Here’s a brief description of all of them:
Electric heating is an expensive form of heating, between three to four times higher per unit of energy than gas. The most cost-effective form of electric central heating uses night storage heaters. These heaters use electricity supplied at a cheaper ‘night-time’ rate to heat up special heat-retaining bricks. These bricks then heat your home around the clock using the heat stored in the bricks.
If you’re one of the four million households not on the gas grid, you can install a Liquid Petroleum Gas (LPG) tank and still enjoy the benefits of gas. The two main differences are that LPG is delivered by road, so you must make sure you don’t run out, traditionally it’s more expensive than oil or gas. Recently the price per litre has been falling, from 47p in October 2015 to 42p October 2016, but this could change. You may have to buy or rent your tank from your LPG supplier and this will increase your running costs and will mean you won’t save quite as much money on your heating bill.
Oil central heating
Like LGP, heating oil is delivered by road and stored in a tank. It too has traditionally been a more expensive fuel, with sudden spikes caused by surges in demand, weather conditions and political unrest. Since 2014 however, the price has been falling—in January 2015 the price was 46p a litre and in January 2016 it fell to 32p. It seems to have now stabilised; in October 2016 at 35p per litre, the same as it was in October 2015.

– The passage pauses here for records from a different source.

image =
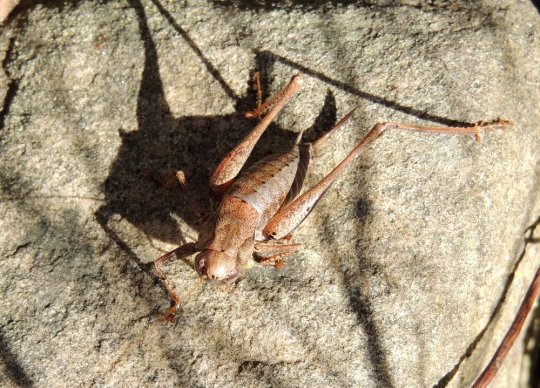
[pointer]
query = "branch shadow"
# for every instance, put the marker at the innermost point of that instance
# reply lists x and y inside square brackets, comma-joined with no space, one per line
[14,369]
[163,144]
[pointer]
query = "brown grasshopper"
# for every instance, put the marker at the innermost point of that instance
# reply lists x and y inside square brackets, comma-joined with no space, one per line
[255,211]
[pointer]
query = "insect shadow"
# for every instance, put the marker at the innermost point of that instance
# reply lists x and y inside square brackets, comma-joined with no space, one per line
[163,144]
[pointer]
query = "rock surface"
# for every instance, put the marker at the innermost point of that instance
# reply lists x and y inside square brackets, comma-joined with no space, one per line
[405,259]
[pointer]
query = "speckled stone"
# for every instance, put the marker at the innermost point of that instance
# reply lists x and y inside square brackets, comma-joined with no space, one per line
[404,260]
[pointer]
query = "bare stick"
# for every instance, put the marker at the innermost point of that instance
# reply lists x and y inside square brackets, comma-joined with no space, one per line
[290,216]
[511,335]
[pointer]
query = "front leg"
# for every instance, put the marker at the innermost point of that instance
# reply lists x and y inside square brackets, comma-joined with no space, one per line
[179,253]
[273,253]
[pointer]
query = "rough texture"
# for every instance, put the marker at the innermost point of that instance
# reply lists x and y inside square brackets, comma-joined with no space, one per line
[405,259]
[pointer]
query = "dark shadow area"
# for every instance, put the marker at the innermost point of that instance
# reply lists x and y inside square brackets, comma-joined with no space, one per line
[12,366]
[536,3]
[271,57]
[356,273]
[304,5]
[163,144]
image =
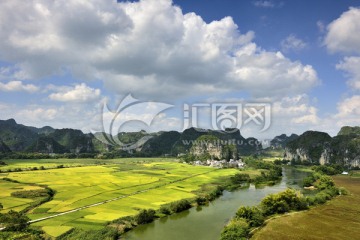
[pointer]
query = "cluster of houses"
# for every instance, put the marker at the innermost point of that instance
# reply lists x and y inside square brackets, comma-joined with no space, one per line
[221,163]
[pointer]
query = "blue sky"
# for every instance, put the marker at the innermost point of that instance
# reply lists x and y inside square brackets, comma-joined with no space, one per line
[60,62]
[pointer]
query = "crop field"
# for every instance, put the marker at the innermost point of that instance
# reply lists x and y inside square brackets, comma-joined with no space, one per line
[130,185]
[25,164]
[14,203]
[337,219]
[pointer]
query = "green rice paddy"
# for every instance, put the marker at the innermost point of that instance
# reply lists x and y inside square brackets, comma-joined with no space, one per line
[143,183]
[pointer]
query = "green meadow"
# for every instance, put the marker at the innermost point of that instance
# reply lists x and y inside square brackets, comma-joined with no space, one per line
[141,184]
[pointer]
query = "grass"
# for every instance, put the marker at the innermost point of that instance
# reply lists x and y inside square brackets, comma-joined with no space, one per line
[337,219]
[164,180]
[12,203]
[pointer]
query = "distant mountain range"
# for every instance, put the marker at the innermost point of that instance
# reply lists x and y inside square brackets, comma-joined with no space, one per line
[319,148]
[16,137]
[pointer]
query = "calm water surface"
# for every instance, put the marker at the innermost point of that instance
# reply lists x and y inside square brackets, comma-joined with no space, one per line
[206,223]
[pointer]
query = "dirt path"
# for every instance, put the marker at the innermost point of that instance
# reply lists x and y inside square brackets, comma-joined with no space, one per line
[117,198]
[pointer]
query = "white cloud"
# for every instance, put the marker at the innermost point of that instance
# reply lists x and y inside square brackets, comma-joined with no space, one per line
[349,111]
[80,93]
[321,26]
[264,4]
[18,86]
[149,48]
[291,42]
[342,35]
[351,66]
[38,114]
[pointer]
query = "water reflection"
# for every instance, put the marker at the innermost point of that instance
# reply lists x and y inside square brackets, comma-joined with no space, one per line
[206,222]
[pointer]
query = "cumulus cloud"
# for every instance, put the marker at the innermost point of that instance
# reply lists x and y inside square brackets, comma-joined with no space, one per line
[342,33]
[79,93]
[351,66]
[292,43]
[267,4]
[349,111]
[150,48]
[18,86]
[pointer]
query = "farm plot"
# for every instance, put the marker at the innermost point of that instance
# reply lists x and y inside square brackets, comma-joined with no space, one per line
[139,185]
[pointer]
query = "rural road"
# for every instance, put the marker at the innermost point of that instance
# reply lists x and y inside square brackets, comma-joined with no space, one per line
[114,199]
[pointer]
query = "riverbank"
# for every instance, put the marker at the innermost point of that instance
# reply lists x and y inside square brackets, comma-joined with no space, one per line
[207,222]
[339,218]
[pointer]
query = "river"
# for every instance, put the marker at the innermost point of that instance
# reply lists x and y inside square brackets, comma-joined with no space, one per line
[206,223]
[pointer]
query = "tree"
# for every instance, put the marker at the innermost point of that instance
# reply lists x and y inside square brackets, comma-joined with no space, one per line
[237,229]
[180,206]
[253,215]
[145,216]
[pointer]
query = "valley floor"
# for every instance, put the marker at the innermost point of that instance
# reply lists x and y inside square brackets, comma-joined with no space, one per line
[337,219]
[131,185]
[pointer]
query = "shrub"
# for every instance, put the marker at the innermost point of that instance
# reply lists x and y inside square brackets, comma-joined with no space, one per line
[253,215]
[164,210]
[180,206]
[237,229]
[201,201]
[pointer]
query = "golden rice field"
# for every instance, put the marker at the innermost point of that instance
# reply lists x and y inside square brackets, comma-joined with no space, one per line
[143,183]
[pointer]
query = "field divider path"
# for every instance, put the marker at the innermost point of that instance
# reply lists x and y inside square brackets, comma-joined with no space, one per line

Ground source heat pumps and air source heat pumps extract heat from the ground and outside air in the same way that a fridge extracts heat from its inside. It can get heat from the ground or air even when the temperature is as low as -15° C. This heat can then be used to heat radiators, underfloor heating systems, warm air convectors and hot water in your home. This is a cost-effective alternative to electric central heating with added environmental benefits. The pumps need electricity to run, but the heat they extract from the ground is constantly being renewed naturally. You may also be eligible for payments under the Domestic Renewable Incentive scheme.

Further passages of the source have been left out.